But first realize something that is NEVER going to change. If you show fear of her - she will fuvking eat you alive. Women have incredible awareness of two things:
- fear and
- indifference

If you can shed/conceal your fear, and when needed show total indifference to her temper tantrums - you can fix this. Otherwise get used to jerking off as it is the only sex you are going to get. 




BigBadWolf said:


> If you are not even married yet, and sex is already diminishing, it WILL be a problem.
> 
> Take care of this now!
> 
> ...


----------



## BigBadWolf (Nov 30, 2009)

Pandakiss said:


> i was going to say this is normal. sex always ebbs, it waines through the years. its supposed to be hot and heavy in the begining, if it wasnt we prob wouldnt procreat(?).


In general, of course, when the man and woman are approaching the age where physical limitations prevent sex, it may wane.

But the OP, he is not even married to his woman yet, and he is noticing the frequency drop, and in response like many other men, he is treading down a miserable road, to be "nice guy" and follow his woman, hoping for a scrap of sex here or there.

There is a structure to the sexual relationship between a man and a woman, and this structure, when it is recognized and in place, will allow the natural friction between man and woman to ignite the spark of sexual attraction, and keep this flame roaring between them.

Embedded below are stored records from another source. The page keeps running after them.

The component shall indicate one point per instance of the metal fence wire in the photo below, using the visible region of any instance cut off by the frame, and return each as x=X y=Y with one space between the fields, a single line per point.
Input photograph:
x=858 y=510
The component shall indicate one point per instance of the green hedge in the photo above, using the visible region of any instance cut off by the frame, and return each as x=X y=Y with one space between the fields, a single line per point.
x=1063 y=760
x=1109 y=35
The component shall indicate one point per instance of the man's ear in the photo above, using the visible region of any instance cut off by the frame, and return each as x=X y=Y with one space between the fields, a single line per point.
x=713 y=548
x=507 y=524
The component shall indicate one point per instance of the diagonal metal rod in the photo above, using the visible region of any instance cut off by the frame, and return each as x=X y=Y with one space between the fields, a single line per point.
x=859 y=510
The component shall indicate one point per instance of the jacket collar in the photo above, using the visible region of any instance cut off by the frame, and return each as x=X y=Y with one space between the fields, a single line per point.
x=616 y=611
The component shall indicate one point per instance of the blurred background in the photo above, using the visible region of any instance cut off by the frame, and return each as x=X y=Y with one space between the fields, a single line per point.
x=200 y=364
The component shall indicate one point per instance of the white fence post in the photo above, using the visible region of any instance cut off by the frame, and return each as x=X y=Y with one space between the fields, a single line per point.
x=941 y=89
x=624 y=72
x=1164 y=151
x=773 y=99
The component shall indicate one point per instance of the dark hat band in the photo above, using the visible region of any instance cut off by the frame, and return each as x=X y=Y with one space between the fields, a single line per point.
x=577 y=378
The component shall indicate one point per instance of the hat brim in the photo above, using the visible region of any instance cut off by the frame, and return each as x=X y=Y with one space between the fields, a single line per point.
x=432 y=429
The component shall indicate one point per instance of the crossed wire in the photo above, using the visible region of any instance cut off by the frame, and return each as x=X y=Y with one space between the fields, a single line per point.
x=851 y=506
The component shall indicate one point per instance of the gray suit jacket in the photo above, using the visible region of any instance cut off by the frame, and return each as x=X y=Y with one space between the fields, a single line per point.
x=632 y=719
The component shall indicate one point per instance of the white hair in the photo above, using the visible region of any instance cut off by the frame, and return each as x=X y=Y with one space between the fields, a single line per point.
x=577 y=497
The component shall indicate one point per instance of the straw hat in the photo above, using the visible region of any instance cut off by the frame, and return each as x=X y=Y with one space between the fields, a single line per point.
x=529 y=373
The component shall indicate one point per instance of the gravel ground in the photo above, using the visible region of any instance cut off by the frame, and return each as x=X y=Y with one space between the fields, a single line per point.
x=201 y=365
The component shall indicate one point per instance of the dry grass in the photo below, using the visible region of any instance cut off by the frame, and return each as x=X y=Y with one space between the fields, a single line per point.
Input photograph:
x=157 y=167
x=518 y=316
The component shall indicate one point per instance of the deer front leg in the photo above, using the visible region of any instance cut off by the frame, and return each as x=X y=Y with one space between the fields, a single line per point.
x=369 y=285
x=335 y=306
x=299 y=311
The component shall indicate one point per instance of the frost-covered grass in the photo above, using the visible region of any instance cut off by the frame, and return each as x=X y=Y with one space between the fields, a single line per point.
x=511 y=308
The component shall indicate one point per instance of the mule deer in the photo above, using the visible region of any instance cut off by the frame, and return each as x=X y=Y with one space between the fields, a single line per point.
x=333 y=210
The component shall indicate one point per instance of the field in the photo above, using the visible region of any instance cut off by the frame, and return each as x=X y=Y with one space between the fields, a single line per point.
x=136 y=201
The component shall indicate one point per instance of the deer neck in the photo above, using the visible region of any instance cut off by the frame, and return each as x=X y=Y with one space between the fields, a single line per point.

The structure, is simply this, the man strives to dominate, the woman strives to be dominated. 

This is action, not passive, it is attitude and behavior, not words, it is an active dynamic in motion between a man and woman that ebbs and flows between them.

The woman strives to be dominated in this fashion, as she will "test" her man for dominance (fitness tests, etc), and the man who passes these tests "wins" her emotional openess and sexual attraction.

And as well, the man who strives to dominate, does this by demonstrating his control over himself and his environment (physical fitness, career, nice car, money, respect, popular, talented, etc). 

And if/when his woman over time is not experiencing him demonstrate these, she will create opportunities for him to demonstrate it (fitness tests, sh!t tests, etc).

As strange as it may sound in words and logic and reason, in short, this "friction", that ignites this sexual spark, is conflict and confrontation. So the man that wants to be sexual with his woman, instead of becoming a "nice guy", he learns to master conflict and confrontation.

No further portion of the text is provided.